Secure design Flashcards
What does CIA stand for?
confidentiality, integrity, and availability.
What is the CIA triad?
The CIA triad is a foundational model that helps inform how organizations consider risk when setting up systems and security policies.
What does confidentiality mean?
Confidentiality means that only authorized users can access specific assets or data.
Give an example of confidentiality
For example, strict access controls that define who should and should not have access to data, must be put in place to ensure confidential data remains safe.
What does integrity mean?
Integrity means the data is correct, authentic, and reliable.
How do security professionals maintain integrity?
To maintain integrity, security professionals can use a form of data protection like encryption to safeguard data from being tampered with.

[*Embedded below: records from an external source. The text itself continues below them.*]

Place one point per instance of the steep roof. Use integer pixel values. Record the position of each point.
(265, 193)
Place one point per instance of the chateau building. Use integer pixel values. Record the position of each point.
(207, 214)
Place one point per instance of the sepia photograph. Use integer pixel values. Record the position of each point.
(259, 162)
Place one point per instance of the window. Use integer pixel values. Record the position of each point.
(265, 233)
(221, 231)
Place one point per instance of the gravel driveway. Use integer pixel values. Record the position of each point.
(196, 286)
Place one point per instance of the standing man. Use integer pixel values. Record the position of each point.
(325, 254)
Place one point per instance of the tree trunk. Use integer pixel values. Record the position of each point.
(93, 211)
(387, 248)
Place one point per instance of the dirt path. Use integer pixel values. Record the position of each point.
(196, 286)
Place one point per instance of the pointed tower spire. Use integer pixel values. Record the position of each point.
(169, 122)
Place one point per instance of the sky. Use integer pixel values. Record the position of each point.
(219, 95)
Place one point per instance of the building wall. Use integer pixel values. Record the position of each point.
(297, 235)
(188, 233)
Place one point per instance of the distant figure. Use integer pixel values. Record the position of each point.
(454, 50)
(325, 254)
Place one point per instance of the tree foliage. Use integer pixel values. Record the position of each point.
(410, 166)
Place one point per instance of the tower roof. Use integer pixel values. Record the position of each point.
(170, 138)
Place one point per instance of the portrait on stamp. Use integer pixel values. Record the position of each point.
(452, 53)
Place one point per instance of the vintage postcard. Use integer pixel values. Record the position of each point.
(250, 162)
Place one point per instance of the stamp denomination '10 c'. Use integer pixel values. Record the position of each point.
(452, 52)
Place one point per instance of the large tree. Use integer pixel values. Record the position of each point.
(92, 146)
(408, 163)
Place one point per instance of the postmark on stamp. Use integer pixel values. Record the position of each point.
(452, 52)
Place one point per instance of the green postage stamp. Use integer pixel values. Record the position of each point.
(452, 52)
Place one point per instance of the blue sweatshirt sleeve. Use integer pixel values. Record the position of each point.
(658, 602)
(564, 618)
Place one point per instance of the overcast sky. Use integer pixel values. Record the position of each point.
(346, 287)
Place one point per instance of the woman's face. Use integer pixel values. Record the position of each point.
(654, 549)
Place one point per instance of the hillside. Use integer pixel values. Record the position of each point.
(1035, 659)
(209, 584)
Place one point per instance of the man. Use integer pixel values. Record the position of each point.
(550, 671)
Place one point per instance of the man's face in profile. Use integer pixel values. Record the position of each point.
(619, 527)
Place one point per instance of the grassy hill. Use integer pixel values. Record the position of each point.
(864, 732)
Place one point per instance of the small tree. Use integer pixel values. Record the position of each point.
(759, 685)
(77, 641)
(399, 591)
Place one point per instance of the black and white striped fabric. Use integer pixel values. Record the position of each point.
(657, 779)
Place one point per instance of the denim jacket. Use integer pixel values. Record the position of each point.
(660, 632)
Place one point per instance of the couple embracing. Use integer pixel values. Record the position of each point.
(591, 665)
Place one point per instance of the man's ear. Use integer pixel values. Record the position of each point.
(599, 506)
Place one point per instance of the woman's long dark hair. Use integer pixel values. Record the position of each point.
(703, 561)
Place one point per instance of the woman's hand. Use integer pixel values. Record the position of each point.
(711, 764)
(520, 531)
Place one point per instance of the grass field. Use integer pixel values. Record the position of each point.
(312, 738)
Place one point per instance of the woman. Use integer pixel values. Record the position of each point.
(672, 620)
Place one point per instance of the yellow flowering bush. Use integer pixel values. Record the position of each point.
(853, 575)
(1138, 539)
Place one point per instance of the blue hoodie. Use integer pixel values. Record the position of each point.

What does availability mean?
Availability means data is accessible to those who are authorized to access it.
What is an asset?
An asset is an item perceived as having value to an organization.
What is value determined by?
value is determined by the cost associated with the asset in question.
Give an example of an asset
For example, an application that stores sensitive data, such as social security numbers or bank accounts, is a valuable asset to an organization. It carries more risk and therefore requires tighter security controls in comparison to a website that shares publicly available news content.
What does NIST CSF stand for?
National Institute of Standards and Technology: The Cybersecurity Framework
What is the NIST CSF?
It is a voluntary framework that consists of standards, guidelines, and best practices to manage cybersecurity risk.
Why is it important to become familair with the NIST CSF?
Security teams use it as a baseline to manage short and long-term risks
what are some of the most dangerous threat actors to consider?
disgruntled employees because they often have access to sensitive information and know where to find it.
How do security professionals reduce the risk of disgruntled employees?
n order to reduce this type of risk, security professionals would use the principle of availability, as well as organizational guidelines based on frameworks to ensure staff members can only access the data they need to perform their jobs.